New York (CNN) -- Sarah Palin begins her manipulation of the readers of her book "Going Rogue" in the title, embracing as a badge of honor the accusation leveled at her by McCain campaign staffers during the last bitter days of election 2008 -- even though she's exemplified the political insider throughout her career.
In "Going Rogue," she describes the campaign as disorganized and defeatist and writes that Republican presidential candidate Sen. John McCain's aides had a "jaded aura" about them.
She's a "diva" who is "playing for her own future and sees herself as the next leader of the party," one anonymous McCain staffer alleged at the time. Now, Palin wants payback.

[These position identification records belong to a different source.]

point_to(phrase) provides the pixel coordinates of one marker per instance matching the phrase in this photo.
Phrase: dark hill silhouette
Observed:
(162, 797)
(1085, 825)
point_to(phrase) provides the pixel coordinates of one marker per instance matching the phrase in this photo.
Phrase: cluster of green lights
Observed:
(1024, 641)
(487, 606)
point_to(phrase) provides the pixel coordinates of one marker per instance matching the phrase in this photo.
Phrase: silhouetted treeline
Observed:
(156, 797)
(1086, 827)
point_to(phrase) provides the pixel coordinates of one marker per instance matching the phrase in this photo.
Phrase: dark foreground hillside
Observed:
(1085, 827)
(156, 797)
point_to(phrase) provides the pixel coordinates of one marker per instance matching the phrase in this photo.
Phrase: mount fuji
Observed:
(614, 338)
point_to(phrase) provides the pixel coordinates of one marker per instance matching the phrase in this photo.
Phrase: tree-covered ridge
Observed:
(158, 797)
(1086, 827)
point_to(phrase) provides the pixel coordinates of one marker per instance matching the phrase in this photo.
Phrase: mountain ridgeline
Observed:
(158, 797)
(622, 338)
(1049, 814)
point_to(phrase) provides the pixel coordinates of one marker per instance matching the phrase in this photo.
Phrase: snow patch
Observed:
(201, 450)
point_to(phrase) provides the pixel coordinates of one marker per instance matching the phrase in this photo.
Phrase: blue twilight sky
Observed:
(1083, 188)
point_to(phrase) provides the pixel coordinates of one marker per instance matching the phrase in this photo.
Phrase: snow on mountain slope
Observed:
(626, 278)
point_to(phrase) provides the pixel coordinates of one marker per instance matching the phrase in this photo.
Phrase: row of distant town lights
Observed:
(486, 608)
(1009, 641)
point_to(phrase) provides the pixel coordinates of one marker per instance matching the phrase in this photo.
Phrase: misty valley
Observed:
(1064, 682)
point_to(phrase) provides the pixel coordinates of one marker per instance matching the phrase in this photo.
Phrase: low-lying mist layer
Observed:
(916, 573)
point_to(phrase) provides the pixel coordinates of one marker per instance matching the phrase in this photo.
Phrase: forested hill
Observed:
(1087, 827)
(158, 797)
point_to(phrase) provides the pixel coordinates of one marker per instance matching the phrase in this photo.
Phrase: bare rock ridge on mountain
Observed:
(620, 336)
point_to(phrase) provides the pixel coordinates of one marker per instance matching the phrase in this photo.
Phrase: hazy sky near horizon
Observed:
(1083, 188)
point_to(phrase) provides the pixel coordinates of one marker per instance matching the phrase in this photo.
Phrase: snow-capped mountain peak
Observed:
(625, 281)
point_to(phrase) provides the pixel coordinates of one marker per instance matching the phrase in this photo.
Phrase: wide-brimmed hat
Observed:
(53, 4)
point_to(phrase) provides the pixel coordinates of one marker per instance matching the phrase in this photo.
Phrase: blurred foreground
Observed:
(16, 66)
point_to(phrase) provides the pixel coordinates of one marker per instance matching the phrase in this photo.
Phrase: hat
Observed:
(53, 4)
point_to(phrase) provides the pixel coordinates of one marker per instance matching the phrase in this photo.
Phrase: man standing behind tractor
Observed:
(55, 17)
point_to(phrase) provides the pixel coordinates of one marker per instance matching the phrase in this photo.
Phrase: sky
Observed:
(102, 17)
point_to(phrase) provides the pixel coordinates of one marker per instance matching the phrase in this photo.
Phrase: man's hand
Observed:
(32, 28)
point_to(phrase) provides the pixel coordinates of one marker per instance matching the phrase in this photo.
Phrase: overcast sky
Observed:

It's not yet clear who will emerge the victor in this Republican Party version of "Thunderdome." But it's telling that Palin intends to twist the meaning of "rogue" -- an untrustworthy and unprincipled person -- into its very opposite.
She writes that when the McCain team decided to pull out of Michigan, she disagreed and broke ranks by telling reporters about their difference of opinion.
Palin wanted to make an issue of Barack Obama's link to the Rev. Jeremiah Wright, while McCain wanted to give the reverend a rest. Again, she went to the media, this time the ever-adoring William Kristol, then a columnist for The New York Times, with her tale of woe.
In particular, she takes shots at "grim-faced" and "rotund" campaign strategist Steve Schmidt for swearing in front of her daughter, belittling her, criticizing her for being on the Atkins diet and setting her up for a disastrous tête-à-tête with Katie Couric, while unfairly lambasting her for succumbing to a Canadian prankster posing as French President Nicolas Sarkozy.
She's still miffed about election night, when she wanted to give a concession speech, an unprecedented soapbox for a losing vice presidential candidate, and the McCain team kept her off the podium.
Schmidt calls the book a "total fiction" and has said that if the GOP nominated Palin for president in 2012, the result would be "catastrophic."
Beyond the intra-party knife-fight, "Going Rogue" has two purposes: to burnish Palin's credentials as a Washington outsider and refugee from the old boys' club and to cement her image as a victim of the mainstream media elite, who, according to Palin, have never given her a fair shake -- hence her strategy of taking her message directly to the people, instead of speaking through the "media filter."
There might indeed be something charmingly roguish about this maneuver, if it weren't so disingenuous.
As Jane Mayer wrote in her eye-opening New Yorker magazine piece, before McCain picked her from seeming obscurity, Palin was championed by a coterie of establishment conservatives, including Kristol; Michael Gerson, a former Bush speech writer and columnist at The Washington Post; and Fred Barnes, an editor at the neocon bible, the Weekly Standard. These are card-carrying members of the elite media boys' club if there ever was one.
Just recently, she signed onto an open letter organized by neocon usual suspects Kristol and Robert Kagan urging President Obama to ratchet up the war in Afghanistan.
Her book is being published by HarperCollins, a division of Rupert Murdoch's News Corp., the second largest media company in the world.
Palin reportedly received as much as $7 million for the book, which topped the Amazon.com bestseller lists for weeks, and has been interviewed by Oprah Winfrey and Barbara Walters to promote it.
There's no other "average hockey mom" in the world who gets this kind of press.
But it's not just recently that Palin has demonstrated an eagerness to exploit connections in the political and media elite.
While she was mayor of Wasilla, The Washington Post reported, she hired a Washington-based lobbyist, Steven Silver, to secure $27 million in federal earmarks for a town of just 6,700 residents.
As governor, she presided over a state that ranked No. 1 in pork barrel spending in 2008, according to Taxpayers for Common Sense, and hired an East Coast PR company to promote a gas pipeline in Alaska.
Whatever her limitations with the English language, "rogue" is one word Sarah Palin knows well. She's used it to tar her opponents in the Troopergate scandal, and angry campaign colleagues have employed it against her.
Now she wants it as an honorific. Perhaps that gesture is a bit roguish, in a way, but the reality is that her carefully crafted image is entirely conventional.
Recall the last GOP leading light to claim "Washington outsider" status: George W. Bush. Given that Bush was the son of a former president, Palin's claim to that title is slightly less preposterous -- but only slightly.
The opinions expressed in this commentary are solely those of Betsy Reed and Richard Kim.